Los dos aficionados dieron a conocer que demandarán ante los tribunales al equipo Tigres del Licey, responsables de lanzar las pelotas a las gradas y provocar las heridas y contusiones, que de acuerdo a los informes, alcanzaron a unas diez personas.
¿Por qué ocurren estas cosas en un campeonato llamado ‘familiar’ por sus propios organizadores?
En primer lugar, existe un “código de honor” entre los jugadores de béisbol, que los obliga a responder “ojo por ojo” cuando, como es el caso de marras, los lanzadores rivales golpean a los bateadores y se interpreta que fue a propósito.
Esto hace mucho daño al juego, pero parece que es inevitable que ocurra y de lo que se trata es de que los dirigentes y los árbitros mantengan control de la situación con las debidas advertencias y eventuales expulsiones del partido.
Lo segundo es que la seguridad del estadio debe ser realmente efectiva porque, todo el mundo sabe que esto puede ocurrir en cualquier momento y en cualquier partido y no hay justificación para el descuido en este aspecto tan vital donde se producen aglomeraciones de este tipo, con las pasiones en ebullición permanente y la agitación desbordada.
En tercer lugar, no hay ninguna justificación para que los jugadores se aboquen a una actitud como la que, según muestran todas las evidencias, asumieron varios peloteros de los Tigres cuando enviaron pelotas a las gradas convertidas en peligrosísimos proyectiles que podían haber causado una tragedia de proporciones insospechadas.
Y es que provoca horror observar escenas donde jugadores, a quienes se supone un conocimiento cabal de su responsabilidad, se convierta en más fanáticos que aquellos que se encuentran en las gradas disfrutando de un espectáculo caro por demás.
Algún día debe ponerse freno en este país a situaciones como éstas, que muchos de quienes las protagonizan no se atreven a ejecutarla en otros lugares, a sabiendas de que perderían el santo y la limosna.

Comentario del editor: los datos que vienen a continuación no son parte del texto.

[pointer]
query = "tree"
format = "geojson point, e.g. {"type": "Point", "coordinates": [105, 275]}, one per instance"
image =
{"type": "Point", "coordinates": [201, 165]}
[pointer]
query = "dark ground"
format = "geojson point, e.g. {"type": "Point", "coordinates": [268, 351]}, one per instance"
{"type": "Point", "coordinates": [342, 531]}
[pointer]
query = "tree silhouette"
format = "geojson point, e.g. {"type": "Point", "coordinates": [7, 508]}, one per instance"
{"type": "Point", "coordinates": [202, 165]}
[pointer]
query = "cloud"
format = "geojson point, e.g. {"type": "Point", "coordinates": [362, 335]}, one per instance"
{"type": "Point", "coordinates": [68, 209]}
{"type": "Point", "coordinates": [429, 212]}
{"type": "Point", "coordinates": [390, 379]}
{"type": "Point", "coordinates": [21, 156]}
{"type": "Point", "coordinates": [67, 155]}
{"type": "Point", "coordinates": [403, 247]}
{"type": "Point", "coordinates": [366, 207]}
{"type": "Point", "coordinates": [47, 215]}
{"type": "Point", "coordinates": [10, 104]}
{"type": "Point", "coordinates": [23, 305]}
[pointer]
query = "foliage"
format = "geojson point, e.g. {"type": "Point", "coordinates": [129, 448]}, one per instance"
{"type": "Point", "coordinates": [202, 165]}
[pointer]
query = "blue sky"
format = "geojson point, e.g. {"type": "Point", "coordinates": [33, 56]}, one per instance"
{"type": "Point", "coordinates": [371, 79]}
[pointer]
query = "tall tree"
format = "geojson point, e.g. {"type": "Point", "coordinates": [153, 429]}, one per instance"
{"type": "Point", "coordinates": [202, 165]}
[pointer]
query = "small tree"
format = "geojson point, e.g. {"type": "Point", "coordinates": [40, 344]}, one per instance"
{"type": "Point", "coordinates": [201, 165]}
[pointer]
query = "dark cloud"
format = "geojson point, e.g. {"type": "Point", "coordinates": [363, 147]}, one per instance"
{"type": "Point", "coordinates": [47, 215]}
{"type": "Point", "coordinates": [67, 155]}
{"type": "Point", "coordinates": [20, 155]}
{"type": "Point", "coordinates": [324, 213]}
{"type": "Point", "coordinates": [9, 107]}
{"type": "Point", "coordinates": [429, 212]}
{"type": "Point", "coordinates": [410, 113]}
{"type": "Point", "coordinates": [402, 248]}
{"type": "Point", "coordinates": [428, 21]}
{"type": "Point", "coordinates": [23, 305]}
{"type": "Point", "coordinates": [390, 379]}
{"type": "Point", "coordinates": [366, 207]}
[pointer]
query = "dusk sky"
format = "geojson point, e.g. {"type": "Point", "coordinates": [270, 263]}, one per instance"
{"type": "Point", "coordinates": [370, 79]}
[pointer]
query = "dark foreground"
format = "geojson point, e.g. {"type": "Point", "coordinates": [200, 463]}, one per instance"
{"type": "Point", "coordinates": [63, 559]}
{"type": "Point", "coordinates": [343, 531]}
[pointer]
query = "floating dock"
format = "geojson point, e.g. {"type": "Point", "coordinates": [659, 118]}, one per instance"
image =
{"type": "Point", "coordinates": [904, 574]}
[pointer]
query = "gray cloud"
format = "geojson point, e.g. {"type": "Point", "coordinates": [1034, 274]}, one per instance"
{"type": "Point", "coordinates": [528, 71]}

Pero como aquí parece que todo está permitido, se le da rienda suelta al desenfreno y a las malas acciones resguardado en tal o cual posición de influencia y poder.
¿O, es que ya se olvidó lo sucedido en Nagua con un lanzador de Grandes Ligas que se encuentra en libertad, tras causar la muerte a dos desdichadas mujeres?
Mas aún, ese lanzador fue “premiado” por su equipo en el presente campeonato donde debutó recientemente, aunque con tan mala fortuna que le entraron a palos en un dos por tres, debido, obviamente, a que no está en eso.
Ojalá la justicia, -no lo creemos, pero lo deseamos-, ejecuta su rol y sancione debidamente a los responsables de esas agresiones, porque en cuanto a la Liga Dominicana de Béisbol, sabemos que las sanciones sólo se limitarán a una que otra multa y la suspensión de partidos.
Un campeonato de por sí bajo constantes cuestionamientos ante el “misterio” en el festival de cuadrangulares, ahora ofrece este bochornoso espectáculo del que son responsables directos los directivos de los equipos y la propia Liga de Béisbol.